Report Writing and Data Storytelling with AI
The best SQL query in the world is worth nothing if the report that wraps it is boring, buried, or misread. Writing is the part of analyst work that gets skimmed or skipped entirely, and stakeholders often judge an analysis by the email or deck they see — not the query behind it.
AI is exceptionally good at this part. It can transform your bullet points into a clean narrative, restructure a shaggy 2,000-word draft into a crisp exec summary, and produce the three-sentence Slack version alongside the long doc.
What You'll Learn
- A report structure that consistently gets read
- Prompts for generating exec summaries, narratives, and Slack-length updates
- How to turn raw findings into a story with a lead, a driver, and a recommendation
- Tailoring tone and length for different audiences without rewriting from scratch
The Report Structure That Works
Analysts who always write in this order produce reports that always get read:
- Headline. One sentence. The one thing the reader should walk away with.
- TL;DR. Three bullets: the finding, the driver, the recommendation.
- Key numbers. A small table of the metrics that matter.

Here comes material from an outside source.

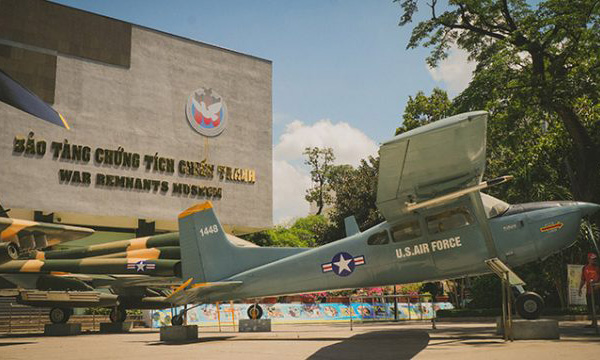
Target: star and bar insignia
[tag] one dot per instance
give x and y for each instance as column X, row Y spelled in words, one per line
column 343, row 264
column 141, row 266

- Context. Why this analysis, what question it answered, who asked.
- Findings. 2–4 main findings, each with a chart.
- Method. One paragraph on data source, date range, caveats.
- Appendix. Supporting charts, alternative cuts, details on request.
The headline and TL;DR go first because 80% of readers will stop there. If they only read those four sentences, they should still walk away with the right conclusion.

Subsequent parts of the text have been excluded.